At the festival, demonstrators prepare a number of traditional foods. At the booth where a woman was preparing veranika (which they call “cheese pockets”), I saw my chance.
“So how often do you make this at home?” I asked the woman rolling out the dough. “Once or twice a month?”
“Actually I just make it for Schmeckfest,” she replied.
I was floored.
On the drive home, I had a chance to pin down my parents.
“So how often did Grandma Epp actually make veranika?” I asked.
“Several times a year, mainly for special occasions,” my dad said.
“How about bierrocks?”
“She made them mainly in summer, to take to the field,” he said. “She liked to make extra to freeze to have on hand.”
Of course she would. Even if Hot Pockets had been on the market then, she wouldn’t have bought pre-packaged foods.
“What about Grandma Ediger?” I asked my mom.
“We didn’t have veranika or bierrocks all that often,” my mom admitted. “However, she did make apple dumplings frequently, because we had a crab apple tree, and Grandpa really liked them.”
Stories of my grandma Ediger’s faith are legendary in our family, but I don’t think I’ve heard anything that illustrates her sweet, servant heart better than her willingness to spend hours upon hours in her kitchen making apple dumplings because they owned a crab apple tree (she was a thrifty Mennonite, after all) and her husband really liked them.
So the next time my husband requests veranika, I’ll try to smile and say, “Okay, great idea!”
Maybe I’ll even suggest making it myself.
Love this, Karen! I'm like Dave; I didn't know this wonderful food existed until I met Chad.

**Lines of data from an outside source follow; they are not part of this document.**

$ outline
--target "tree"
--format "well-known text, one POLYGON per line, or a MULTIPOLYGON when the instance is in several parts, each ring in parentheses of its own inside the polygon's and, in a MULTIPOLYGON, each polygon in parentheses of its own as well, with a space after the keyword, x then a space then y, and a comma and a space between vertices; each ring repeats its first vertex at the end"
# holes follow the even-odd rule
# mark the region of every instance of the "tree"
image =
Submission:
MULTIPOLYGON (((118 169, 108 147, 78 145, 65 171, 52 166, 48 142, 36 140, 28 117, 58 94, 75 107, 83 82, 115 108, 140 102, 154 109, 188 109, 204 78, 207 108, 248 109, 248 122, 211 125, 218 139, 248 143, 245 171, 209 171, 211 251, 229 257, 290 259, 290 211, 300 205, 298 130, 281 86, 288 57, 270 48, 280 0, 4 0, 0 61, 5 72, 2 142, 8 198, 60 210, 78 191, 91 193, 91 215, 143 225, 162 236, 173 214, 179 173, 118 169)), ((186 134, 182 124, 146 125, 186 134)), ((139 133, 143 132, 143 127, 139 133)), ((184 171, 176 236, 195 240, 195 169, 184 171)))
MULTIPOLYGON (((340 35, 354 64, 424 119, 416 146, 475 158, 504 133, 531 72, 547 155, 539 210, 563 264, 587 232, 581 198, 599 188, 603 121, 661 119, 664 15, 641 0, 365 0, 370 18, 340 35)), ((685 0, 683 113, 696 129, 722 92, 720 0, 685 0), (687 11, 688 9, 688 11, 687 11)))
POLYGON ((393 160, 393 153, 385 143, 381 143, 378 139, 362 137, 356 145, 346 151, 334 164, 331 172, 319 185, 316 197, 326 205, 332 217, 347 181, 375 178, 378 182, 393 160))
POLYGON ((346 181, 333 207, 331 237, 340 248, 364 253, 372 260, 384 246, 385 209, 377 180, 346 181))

Verenika...YUM!! Much to Chad's delight I made Zwiebach once, and they turned out great. I haven't attempted any of the "pocket" recipes. Way to go, you. :)

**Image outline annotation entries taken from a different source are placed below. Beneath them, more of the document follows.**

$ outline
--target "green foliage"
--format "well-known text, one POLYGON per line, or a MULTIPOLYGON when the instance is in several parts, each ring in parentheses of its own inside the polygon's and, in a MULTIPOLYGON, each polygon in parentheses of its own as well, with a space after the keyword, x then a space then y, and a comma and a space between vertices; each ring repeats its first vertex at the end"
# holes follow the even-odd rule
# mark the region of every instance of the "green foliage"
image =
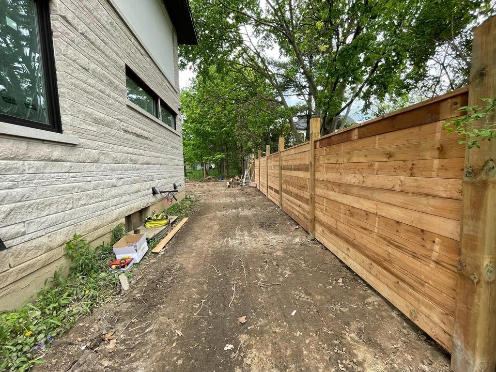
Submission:
POLYGON ((192 63, 204 77, 214 65, 222 73, 235 71, 235 86, 249 87, 278 106, 295 138, 290 97, 298 97, 305 107, 299 111, 322 118, 325 134, 339 127, 339 118, 356 100, 367 110, 374 101, 419 86, 442 46, 454 52, 440 59, 441 70, 451 71, 445 65, 451 60, 464 61, 460 76, 445 74, 456 80, 450 88, 464 81, 467 30, 494 13, 490 2, 191 0, 200 44, 182 46, 181 62, 192 63))
POLYGON ((171 216, 177 216, 179 221, 189 216, 196 204, 196 201, 192 197, 186 195, 179 203, 175 203, 162 212, 171 216))
MULTIPOLYGON (((276 149, 279 136, 291 140, 287 123, 280 120, 280 108, 241 85, 242 78, 237 72, 220 73, 211 66, 182 91, 186 164, 212 163, 221 172, 222 162, 238 168, 244 158, 266 144, 276 149)), ((269 90, 259 77, 257 84, 260 90, 269 90)))
MULTIPOLYGON (((220 178, 222 173, 220 173, 218 168, 210 169, 208 172, 208 177, 213 177, 214 178, 220 178)), ((189 180, 201 180, 203 178, 203 170, 199 169, 186 169, 186 182, 189 180)))
POLYGON ((496 123, 494 121, 496 112, 496 97, 481 98, 487 105, 482 107, 478 105, 463 106, 459 112, 467 112, 463 116, 454 118, 448 122, 444 122, 445 129, 449 134, 456 134, 462 136, 459 143, 466 143, 469 148, 481 148, 479 141, 490 141, 496 138, 496 123), (474 122, 480 124, 474 125, 474 122))
MULTIPOLYGON (((113 232, 113 240, 123 234, 123 226, 113 232)), ((124 232, 125 234, 125 232, 124 232)), ((118 279, 107 263, 112 244, 95 249, 74 235, 65 246, 70 260, 66 279, 56 271, 32 303, 17 311, 5 312, 0 320, 0 371, 28 371, 42 363, 39 356, 78 319, 91 313, 116 292, 118 279)))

ReplyDeleteBeware of the pockets! Good for you for trying zwiebach--not an easy task either, but yummy! Makes me miss my grandma just thinking about them. . .
ReplyDeleteLove all of these foods. Grandma always had Zweibach on hand - They made great ham sandwiches for Faspa. I usually cheat, however - one of the ladies in Henderson< NE makes Verenike, Prieska and Zweibach and has them frozen - the Verenike and Prieska are ready to cook. I prefer frying the Verenike. What is interesting to me is that these are all Ukrainian dishes (the Verenike are stuffed with all sorts of things, not just the dry cottage cheese of our heritage). But much fun.
ReplyDeleteI'm glad I stumbled across your site.